まずCFRPの母材として,「連鎖硬化ポリマー:CCP(Chain Curing Polymer)」と呼ばれる新素材を開発した。これは,紫外線で表面の一部を硬化させることによって,そこで発生した熱を利用して熱硬化反応を連鎖して起こさせる材料である。主成分はエポキシ樹脂だが,光重合開始剤と熱重合開始剤を適切に組み合わせることによって,硬化反応時の反応熱を次の反応にうまく利用する連鎖反応を起こさせることに成功した。反応としては,まず紫外線によりカチオンが発生してそれが分子を攻撃して重合する「光カチオン硬化」が起こる。その際の熱によってさらに,カチオンが発生し,それによって「熱カチオン硬化」が連鎖的に起こるという仕組みである。
同社はこの樹脂をFRPの成形法であるRTM(レジン・トランスファー・モールディング)法に適用した。RTMとは型内に炭素繊維の織物をセットした後,母材となる樹脂を含浸した後,硬化させる方法である。従来のRTM法では加熱硬化法を採用しているために,型全体を大きな加熱オーブンの中に入れて,加熱硬化させていた(図1)。
これに対して,開発した連鎖硬化ポリマーを使えば,オーブンが必要なく,織物に樹脂を含浸した後,その一端に紫外線を照射するだけで反応が進む(図2)。この方法により同社は,約1m長さのJ型フレームを試作できることを確認した(図3)。オーブンを使った従来法の成形時間が約5時間かかっていたところ,今回の方法は約10分と大幅に短縮できた(反応温度は約180℃)。Jフレームが可能ならば他のT型やI型などフレーム構造材の成形は可能と見ている。フレーム構造材は航空機構造部材の中でも中心的な部材であり,これにより航空機の構造部材の「革新的な製造方法を開発できた」(同社)としている。

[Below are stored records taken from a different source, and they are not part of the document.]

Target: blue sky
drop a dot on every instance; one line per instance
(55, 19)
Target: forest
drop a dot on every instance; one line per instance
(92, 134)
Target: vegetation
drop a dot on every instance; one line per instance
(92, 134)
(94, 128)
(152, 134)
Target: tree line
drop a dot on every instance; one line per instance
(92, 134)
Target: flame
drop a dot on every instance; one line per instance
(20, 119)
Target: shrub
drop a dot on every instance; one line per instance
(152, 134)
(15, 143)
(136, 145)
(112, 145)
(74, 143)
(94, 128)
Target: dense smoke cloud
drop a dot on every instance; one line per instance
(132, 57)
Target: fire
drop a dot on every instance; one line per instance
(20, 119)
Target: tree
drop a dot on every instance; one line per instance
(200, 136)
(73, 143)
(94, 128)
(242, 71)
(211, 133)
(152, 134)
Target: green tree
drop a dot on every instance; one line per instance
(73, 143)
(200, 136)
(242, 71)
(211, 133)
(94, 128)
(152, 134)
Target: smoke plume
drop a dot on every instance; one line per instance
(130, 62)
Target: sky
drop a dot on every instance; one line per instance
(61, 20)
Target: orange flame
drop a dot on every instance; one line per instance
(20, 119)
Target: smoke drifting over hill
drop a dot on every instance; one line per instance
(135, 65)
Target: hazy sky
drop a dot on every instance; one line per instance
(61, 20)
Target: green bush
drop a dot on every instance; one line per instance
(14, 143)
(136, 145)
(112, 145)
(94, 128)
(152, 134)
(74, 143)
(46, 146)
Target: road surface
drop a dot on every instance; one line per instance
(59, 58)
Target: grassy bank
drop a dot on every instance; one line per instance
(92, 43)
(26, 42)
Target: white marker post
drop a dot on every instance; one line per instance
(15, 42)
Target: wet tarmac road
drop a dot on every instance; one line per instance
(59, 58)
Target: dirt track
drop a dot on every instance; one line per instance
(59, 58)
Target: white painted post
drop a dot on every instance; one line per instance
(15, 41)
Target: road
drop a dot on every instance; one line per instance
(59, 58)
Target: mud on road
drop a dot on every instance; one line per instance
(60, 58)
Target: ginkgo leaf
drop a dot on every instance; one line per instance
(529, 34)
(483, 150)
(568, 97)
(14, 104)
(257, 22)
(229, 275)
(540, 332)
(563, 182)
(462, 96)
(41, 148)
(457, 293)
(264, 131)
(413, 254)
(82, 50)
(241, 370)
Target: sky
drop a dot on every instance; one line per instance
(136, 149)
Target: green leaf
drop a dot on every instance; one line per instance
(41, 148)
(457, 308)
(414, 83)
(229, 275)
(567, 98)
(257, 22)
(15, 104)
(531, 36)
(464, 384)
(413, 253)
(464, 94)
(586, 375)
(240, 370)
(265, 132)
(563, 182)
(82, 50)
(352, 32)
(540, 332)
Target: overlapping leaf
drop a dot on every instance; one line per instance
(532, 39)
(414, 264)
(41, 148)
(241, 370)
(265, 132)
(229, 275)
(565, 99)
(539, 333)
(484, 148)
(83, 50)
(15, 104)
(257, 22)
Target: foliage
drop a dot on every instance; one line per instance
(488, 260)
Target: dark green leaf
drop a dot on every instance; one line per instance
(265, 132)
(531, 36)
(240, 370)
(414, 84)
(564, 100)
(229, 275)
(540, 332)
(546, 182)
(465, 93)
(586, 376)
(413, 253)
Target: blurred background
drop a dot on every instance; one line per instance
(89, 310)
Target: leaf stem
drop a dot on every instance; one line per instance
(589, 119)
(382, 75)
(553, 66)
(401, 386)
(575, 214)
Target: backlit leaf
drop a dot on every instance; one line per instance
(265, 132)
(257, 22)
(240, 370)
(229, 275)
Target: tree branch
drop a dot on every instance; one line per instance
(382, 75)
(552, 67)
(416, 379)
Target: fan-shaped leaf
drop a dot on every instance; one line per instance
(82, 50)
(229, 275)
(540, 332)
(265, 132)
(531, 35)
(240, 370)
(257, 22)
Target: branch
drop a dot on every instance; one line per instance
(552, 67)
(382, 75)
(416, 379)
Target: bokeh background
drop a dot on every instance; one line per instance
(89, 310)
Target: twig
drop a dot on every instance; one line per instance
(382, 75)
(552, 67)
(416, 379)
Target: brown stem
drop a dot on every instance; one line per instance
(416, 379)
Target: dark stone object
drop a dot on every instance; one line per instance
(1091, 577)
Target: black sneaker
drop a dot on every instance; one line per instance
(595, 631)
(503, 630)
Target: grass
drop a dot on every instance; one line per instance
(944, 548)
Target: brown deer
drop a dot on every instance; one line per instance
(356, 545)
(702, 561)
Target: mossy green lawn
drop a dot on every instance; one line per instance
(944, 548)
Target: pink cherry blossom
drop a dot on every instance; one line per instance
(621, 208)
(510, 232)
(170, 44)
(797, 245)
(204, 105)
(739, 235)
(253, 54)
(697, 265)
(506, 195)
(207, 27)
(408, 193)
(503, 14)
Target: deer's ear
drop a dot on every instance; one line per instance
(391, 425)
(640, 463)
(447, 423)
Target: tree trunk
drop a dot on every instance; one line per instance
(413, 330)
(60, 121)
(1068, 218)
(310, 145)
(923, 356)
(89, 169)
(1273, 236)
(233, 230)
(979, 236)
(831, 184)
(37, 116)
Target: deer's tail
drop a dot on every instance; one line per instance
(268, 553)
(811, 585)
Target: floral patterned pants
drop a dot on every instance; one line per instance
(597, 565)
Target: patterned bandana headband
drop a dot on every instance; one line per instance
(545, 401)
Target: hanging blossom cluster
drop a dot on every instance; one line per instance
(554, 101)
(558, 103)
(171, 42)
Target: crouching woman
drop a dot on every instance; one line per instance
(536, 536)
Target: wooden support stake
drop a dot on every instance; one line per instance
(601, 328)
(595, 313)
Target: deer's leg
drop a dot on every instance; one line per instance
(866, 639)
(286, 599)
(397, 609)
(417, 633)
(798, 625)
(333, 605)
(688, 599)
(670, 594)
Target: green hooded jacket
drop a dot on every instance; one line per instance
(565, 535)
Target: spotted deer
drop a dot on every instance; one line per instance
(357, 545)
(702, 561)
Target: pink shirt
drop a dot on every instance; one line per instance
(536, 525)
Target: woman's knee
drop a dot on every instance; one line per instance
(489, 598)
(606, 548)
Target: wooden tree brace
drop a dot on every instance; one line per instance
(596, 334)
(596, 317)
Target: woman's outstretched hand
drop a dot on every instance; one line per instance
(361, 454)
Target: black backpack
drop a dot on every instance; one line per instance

CFRPは,米Boeing社の「787」など胴体や主翼の構造部材として既に採用されているが,現状の製造法はCFRPのプリプレグ(繊維に各種樹脂を含浸した成形前のシート)を手作業で貼り付ける「ハンドレイアップ」法という手法が採用されている。構造体を加熱硬化させる巨大なオーブンも必要である。それに比べて,今回の方法ならば,成形サイクルタイムの短縮とオーブンなどの初期投資が必要ない分,「約40%のコストダウンが可能になる」と同社は見ており,それを目標に実用開発を進めるという。
同研究は,経済産業省が2003年から始めた国家プロジェクト「次世代構造部材創製加工技術開発」の一環。2007年には材料・成形法の要素技術の開発を終了させ,続いて実機採用の検討を開始する計画である。2015年ごろの小型民間旅客機への採用を目指すとしている。